Natürlich macht der wenig ernst genommene Außen­seiter, der seine schwin­dende Repu­ta­tion ignoriert und sich stets in halb­her­zige Phrasen flüchtet, im Verlauf einen Reife­pro­zess durch. Da ebenfalls das restliche Personal eher ambi­va­lent angelegt wurde, genügt es jedoch nicht, wenn nur eine Person nachgibt und sich nicht länger der notwen­digen Kommu­ni­ka­tion verschließt. Dass Langlo dem sorglosen, auslän­der­feind­li­chen Unter­nehmer im Hand­lungs­ver­lauf zunehmend Sympa­thien entge­gen­bringt, erkennt man schon allein an der Figur der enga­gierten Tochter Oda (Nini Bakke Kris­ti­ansen), die die Seite von der durchweg ableh­nenden Mutter zum gestressten Vater wechselt. Kurz­ent­schlossen nimmt sie eines der gleich­alt­rigen Mädchen bei sich auf. Dabei werden die Flücht­linge keines­wegs als Heilige gezeichnet. Ihr Sprach­rohr Slimane ergeht sich in pausen­loser Kritik, während die Mehrzahl nicht an kultu­rellen Angeboten, sondern an west­li­chen Status­sym­bolen wie Flach­bild­schirmen und Play­sta­tion-Konsolen inter­es­siert ist. Im Verlauf gewinnt neben Slimane und Odas neuer Freundin Mona lediglich der norwe­gisch spre­chende Abedi an Konturen, da sie mit teils tragi­schen Biogra­fien ausge­stattet wurden.

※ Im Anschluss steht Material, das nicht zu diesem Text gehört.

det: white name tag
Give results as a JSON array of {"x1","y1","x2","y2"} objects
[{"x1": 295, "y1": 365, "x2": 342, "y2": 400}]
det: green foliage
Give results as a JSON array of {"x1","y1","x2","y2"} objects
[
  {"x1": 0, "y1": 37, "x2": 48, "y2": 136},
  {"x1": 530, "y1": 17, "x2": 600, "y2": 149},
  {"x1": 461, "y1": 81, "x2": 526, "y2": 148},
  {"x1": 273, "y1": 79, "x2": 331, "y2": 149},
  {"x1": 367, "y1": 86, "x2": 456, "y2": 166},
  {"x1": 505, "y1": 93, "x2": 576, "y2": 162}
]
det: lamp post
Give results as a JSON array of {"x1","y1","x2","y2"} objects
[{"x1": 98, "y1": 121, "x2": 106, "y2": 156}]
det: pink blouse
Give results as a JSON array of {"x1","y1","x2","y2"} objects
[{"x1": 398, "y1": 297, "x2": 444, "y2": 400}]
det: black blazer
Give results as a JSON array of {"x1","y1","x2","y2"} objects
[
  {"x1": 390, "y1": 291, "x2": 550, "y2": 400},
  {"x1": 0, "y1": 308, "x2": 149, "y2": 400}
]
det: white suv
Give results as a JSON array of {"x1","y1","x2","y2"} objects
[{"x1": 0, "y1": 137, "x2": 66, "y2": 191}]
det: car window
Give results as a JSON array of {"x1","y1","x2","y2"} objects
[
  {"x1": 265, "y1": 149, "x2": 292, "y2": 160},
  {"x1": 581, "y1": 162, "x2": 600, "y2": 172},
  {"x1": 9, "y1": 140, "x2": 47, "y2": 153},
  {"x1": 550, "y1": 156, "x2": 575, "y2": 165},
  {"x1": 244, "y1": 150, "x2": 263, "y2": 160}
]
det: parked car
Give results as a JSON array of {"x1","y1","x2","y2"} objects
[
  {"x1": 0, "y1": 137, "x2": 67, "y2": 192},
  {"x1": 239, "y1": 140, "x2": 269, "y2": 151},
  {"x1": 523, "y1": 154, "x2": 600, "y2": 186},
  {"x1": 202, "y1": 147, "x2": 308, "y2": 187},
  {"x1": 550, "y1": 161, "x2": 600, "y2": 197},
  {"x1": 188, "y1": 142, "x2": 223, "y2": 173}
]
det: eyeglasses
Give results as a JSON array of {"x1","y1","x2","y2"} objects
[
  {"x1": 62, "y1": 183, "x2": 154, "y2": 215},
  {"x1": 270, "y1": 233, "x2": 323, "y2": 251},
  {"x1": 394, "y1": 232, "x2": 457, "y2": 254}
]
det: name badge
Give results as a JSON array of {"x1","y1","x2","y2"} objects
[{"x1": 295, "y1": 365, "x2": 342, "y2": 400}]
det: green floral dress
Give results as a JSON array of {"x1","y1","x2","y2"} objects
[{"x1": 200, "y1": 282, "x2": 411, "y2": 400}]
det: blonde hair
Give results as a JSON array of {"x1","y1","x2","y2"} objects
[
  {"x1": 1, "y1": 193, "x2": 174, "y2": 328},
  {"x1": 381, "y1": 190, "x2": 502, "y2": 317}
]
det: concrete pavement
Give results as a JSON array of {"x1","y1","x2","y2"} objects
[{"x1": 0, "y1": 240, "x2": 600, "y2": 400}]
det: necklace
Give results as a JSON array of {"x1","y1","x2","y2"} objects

Langlo setzt das Tauziehen um sozialen Friede, Subven­tionen und Behör­den­ge­neh­mi­gungen, bei dem Primus selbst zum Seiten­sprung mit einer frus­trierten Sozi­al­ar­bei­terin bereit ist, recht flott in Szene. Man vermisst ein wenig seinen lako­ni­schen Insze­nie­rungs­stil der ersten beiden Filme. Nur in wenigen Momenten nimmt die Kamera zur Unter­strei­chung des komö­di­an­ti­schen Untertons einen bewusst distan­zierten Blick ein. Im Appell für Freund­schaft und Mitmensch­lich­keit, bei dem sich die verschie­denen Parteien schließ­lich zusammen raufen, unter­schlägt die skan­di­na­vi­sche Tragi­komödie aber nicht die Widrig­keiten des Alltags. So erkennt Primus erst allmäh­lich, dass etwa Sunniten und Schiiten räumlich getrennt werden müssen, obwohl sie der gleichen musli­mi­schen Kultur entstammen. Dies erweist sich als weiteres realis­ti­sches Detail, da manche Diffe­renzen in Unter­künften erst durch das Aufein­an­der­treffen unter­schied­li­cher Glaubens- und Welt­an­schau­ungs­rich­tungen entfacht werden. Nicht immer finden Konflikte zu solch komö­di­an­ti­schen Lösungen wie in Welcome to Norway.